25/04/2025 - Actualités
Le printemps japonais 2025 restera comme celui d’une génération dorée. Embroidery (Admire Mars), impériale dans les 1000 Guinées (Oka Sho), et Museum Mile (Leontes), recordman des 2000 Guinées (Satsuki Sho), ne se contentent pas d’ajouter leur nom au palmarès : ils incarnent le renouveau d’une génération.

 

L'Oka Sho, inspirée des 1000 Guineas Stakes anglaises, est la première étape de la Triple Couronne des pouliches japonaises, suivie du Yushun Himba (Oaks) et du Shuka Sho.
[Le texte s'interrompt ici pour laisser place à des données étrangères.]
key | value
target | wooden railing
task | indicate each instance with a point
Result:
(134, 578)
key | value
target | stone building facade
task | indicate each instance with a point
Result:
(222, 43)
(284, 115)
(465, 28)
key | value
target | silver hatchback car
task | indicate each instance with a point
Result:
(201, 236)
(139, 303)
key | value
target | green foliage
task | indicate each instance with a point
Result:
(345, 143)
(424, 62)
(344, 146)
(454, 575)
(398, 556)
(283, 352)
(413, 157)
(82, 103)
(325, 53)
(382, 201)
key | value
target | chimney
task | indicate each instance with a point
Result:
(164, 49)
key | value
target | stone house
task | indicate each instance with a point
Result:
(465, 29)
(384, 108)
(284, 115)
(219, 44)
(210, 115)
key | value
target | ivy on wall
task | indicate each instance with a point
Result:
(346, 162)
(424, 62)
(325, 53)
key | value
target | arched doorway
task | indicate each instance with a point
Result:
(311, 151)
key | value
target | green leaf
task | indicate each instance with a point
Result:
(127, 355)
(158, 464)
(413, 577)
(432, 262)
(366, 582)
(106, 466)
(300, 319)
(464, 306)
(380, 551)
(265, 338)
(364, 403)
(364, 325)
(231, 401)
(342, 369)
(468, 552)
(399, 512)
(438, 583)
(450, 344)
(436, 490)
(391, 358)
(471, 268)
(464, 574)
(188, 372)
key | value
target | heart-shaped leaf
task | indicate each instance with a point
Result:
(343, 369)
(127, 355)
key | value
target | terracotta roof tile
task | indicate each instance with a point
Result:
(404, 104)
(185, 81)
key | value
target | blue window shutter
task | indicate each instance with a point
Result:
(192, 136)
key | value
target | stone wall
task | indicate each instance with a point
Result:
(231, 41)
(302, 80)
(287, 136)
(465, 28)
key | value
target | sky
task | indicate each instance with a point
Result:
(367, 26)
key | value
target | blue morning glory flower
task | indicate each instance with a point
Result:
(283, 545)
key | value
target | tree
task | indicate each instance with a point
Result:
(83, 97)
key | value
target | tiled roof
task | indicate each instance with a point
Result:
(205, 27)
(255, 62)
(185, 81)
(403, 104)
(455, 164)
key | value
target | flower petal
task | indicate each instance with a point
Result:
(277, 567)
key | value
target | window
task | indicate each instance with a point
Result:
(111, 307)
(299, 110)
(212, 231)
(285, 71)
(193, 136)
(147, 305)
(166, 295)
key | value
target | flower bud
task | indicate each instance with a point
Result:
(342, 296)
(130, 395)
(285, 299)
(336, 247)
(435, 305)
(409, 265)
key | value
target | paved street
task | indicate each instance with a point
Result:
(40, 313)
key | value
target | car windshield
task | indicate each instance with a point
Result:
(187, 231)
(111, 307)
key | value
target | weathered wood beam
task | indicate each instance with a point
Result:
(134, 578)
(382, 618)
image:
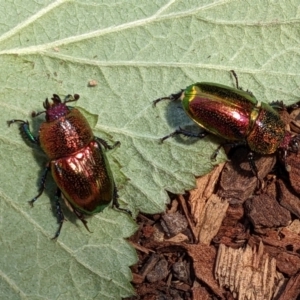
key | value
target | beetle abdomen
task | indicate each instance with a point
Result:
(85, 178)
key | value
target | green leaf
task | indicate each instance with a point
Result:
(137, 51)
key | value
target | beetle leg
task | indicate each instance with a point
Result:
(252, 164)
(105, 144)
(25, 130)
(59, 213)
(116, 204)
(185, 133)
(236, 79)
(42, 185)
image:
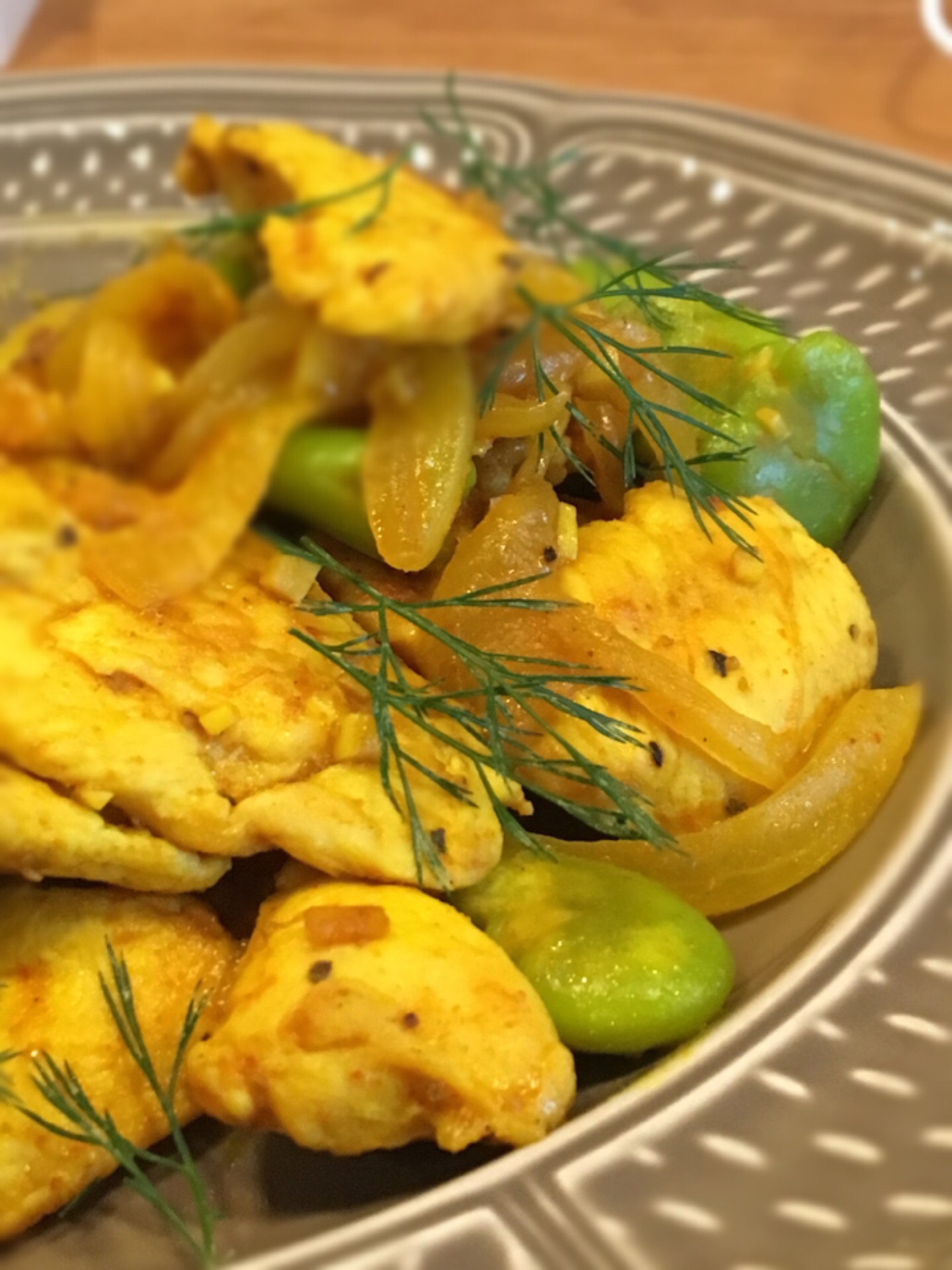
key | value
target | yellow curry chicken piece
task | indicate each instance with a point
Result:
(399, 259)
(205, 724)
(370, 1016)
(783, 639)
(52, 951)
Se déroulant sur 1600 mètres, c’est la course reine de la vitesse chez les jeunes femelles. Disputée sur l'hippodrome de Hanshin, elle est un excellent révélateur de polyvalence. Le Satsuki Sho est quant à lui la version japonaise des 2000 Guineas britanniques, et surtout la première étape de la Triple Couronne japonaise chez les mâles. Elle est suivie du Tokyo Yushun (Derby) et du Kikuka Sho. Disputée sur le profil vallonné de Nakayama, cette course exige équilibre, maniabilité et maturité mentale.

 


Embroidery, gagnante des 1000 Guineas japonaises, montée par Joao Moreira.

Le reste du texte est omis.